BOXER Lionel Rose was a born leader. He became the first indigenous Australian to win a world title while still in his teens and was later a singer and successful businessman.
But while Aborigines such as Rose were sporting legends they were not encouraged to stay at school, according to the general manager of the Victorian Aboriginal Education Association, Lionel Bamblett.
''The late, great Lionel Rose was a highly intelligent man and gifted athlete. He could have been anything from a scientist to a High Court judge, but he was never encouraged in the academic field,'' he said.
For years Mr Bamblett toyed with the idea of creating a program for future Koori leaders. ''We've played catch-up with remedial programs but I wanted to look at building on people's strengths.

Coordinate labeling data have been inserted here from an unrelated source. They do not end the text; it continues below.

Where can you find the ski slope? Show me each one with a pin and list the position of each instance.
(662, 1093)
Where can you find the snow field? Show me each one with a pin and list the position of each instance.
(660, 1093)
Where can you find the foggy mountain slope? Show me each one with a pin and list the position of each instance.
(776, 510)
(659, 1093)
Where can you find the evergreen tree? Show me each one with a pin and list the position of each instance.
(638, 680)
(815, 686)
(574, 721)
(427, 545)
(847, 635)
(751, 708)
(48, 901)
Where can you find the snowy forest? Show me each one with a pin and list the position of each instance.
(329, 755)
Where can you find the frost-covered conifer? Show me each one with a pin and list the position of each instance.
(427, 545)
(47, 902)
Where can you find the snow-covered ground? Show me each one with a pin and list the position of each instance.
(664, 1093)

There are kids in the northern suburbs who have those leadership qualities and with a bit of extra effort they could grow and flourish in any area.''
This week Mr Bamblett's vision was realised with the launch of the Koori Academy of Excellence, aimed at nurturing the potential of the next generation of indigenous leaders. The students will only attend the academy after school, on weekends and during holidays.

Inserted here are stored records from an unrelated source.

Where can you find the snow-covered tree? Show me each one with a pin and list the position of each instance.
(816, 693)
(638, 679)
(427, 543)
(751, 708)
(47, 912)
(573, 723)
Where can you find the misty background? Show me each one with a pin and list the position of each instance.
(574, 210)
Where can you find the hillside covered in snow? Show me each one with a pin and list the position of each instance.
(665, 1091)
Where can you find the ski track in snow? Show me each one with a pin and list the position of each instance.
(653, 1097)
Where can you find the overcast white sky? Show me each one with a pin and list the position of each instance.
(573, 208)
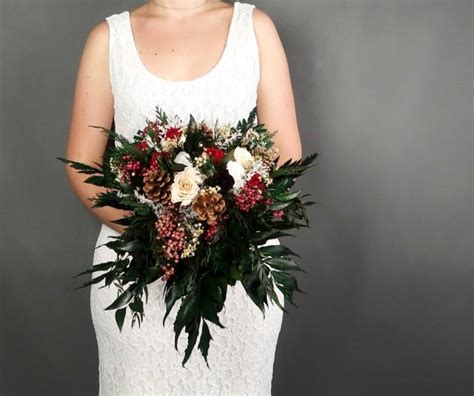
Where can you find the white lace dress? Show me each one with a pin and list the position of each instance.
(142, 360)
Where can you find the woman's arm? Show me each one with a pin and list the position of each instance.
(92, 105)
(275, 103)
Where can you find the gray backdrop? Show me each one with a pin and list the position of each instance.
(383, 90)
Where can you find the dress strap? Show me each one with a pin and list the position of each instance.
(244, 41)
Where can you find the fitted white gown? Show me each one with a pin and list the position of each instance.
(142, 360)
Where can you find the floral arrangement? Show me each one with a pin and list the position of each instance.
(204, 200)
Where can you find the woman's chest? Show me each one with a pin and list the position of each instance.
(226, 95)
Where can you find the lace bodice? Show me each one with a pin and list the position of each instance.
(226, 93)
(142, 361)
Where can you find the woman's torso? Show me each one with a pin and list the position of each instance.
(226, 93)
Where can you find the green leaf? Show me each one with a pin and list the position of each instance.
(186, 313)
(120, 317)
(92, 281)
(193, 331)
(172, 295)
(277, 251)
(132, 246)
(285, 279)
(275, 298)
(287, 196)
(283, 264)
(279, 205)
(262, 237)
(97, 267)
(122, 300)
(204, 341)
(96, 180)
(81, 167)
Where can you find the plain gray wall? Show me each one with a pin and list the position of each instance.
(384, 91)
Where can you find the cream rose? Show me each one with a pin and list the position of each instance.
(186, 185)
(183, 158)
(237, 171)
(243, 157)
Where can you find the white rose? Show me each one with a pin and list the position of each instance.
(243, 157)
(186, 185)
(237, 171)
(183, 158)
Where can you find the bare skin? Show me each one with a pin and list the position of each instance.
(167, 39)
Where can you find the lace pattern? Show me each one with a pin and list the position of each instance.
(142, 360)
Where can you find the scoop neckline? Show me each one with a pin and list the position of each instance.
(204, 76)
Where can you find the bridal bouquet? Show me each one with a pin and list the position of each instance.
(204, 201)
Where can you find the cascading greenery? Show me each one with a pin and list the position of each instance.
(235, 254)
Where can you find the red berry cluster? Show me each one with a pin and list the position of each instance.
(152, 126)
(278, 213)
(216, 154)
(143, 145)
(172, 133)
(172, 234)
(129, 167)
(154, 159)
(211, 230)
(251, 193)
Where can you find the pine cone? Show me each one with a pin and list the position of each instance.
(208, 206)
(157, 185)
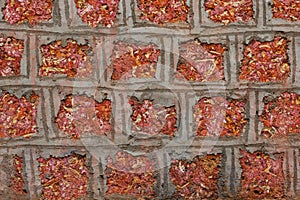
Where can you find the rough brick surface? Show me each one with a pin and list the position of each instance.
(262, 176)
(197, 178)
(32, 11)
(149, 99)
(71, 60)
(201, 62)
(81, 114)
(10, 56)
(131, 61)
(63, 177)
(18, 117)
(217, 116)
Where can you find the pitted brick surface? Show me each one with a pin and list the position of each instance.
(185, 99)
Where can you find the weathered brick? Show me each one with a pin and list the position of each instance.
(216, 116)
(229, 11)
(95, 12)
(82, 114)
(16, 12)
(266, 61)
(131, 61)
(130, 175)
(12, 50)
(201, 62)
(262, 176)
(288, 10)
(161, 12)
(151, 118)
(19, 115)
(69, 59)
(281, 115)
(197, 178)
(63, 177)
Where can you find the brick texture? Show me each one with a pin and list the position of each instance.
(139, 99)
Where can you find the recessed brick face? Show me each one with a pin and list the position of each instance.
(217, 116)
(95, 12)
(196, 179)
(32, 11)
(156, 97)
(201, 62)
(151, 118)
(281, 115)
(266, 61)
(262, 176)
(130, 175)
(131, 61)
(229, 11)
(80, 115)
(18, 118)
(288, 10)
(17, 181)
(11, 52)
(71, 60)
(63, 177)
(163, 11)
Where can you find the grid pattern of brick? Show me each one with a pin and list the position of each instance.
(177, 59)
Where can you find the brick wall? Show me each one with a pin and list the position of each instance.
(173, 150)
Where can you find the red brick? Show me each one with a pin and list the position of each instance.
(286, 9)
(266, 61)
(130, 175)
(151, 118)
(18, 115)
(11, 52)
(131, 61)
(80, 114)
(262, 176)
(196, 179)
(201, 62)
(95, 12)
(63, 177)
(32, 11)
(217, 116)
(17, 180)
(71, 60)
(281, 115)
(229, 11)
(163, 11)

The first 30 students were selected from 12 schools in Melbourne's northern suburbs. They will be assigned mentors from their chosen field at La Trobe University, participate in cultural activities, camps, theatre and sporting events and work with a Koori liaison officer.
Education Minister Martin Dixon said the academy was designed to help students complete their secondary education and inspire them to pursue university, tertiary study or employment. ''Statistics show nearly a third of Koori students in the [northern suburbs] who start year 9 are no longer in the secondary education system for the start of the following year. This attrition rate climbs to almost 50 per cent by the middle of year 10,'' Mr Dixon said.
The students have already attended a camp at the Gnurad Gundidj School for Student Leadership in the Western District, where they visited Framlingham Mission and were addressed by Aboriginal filmmaker Richard Frankland.
Meanwhile, the government is yet to decide the fate of the three remaining Koori pathways schools in Swan Hill, Mildura and Morwell.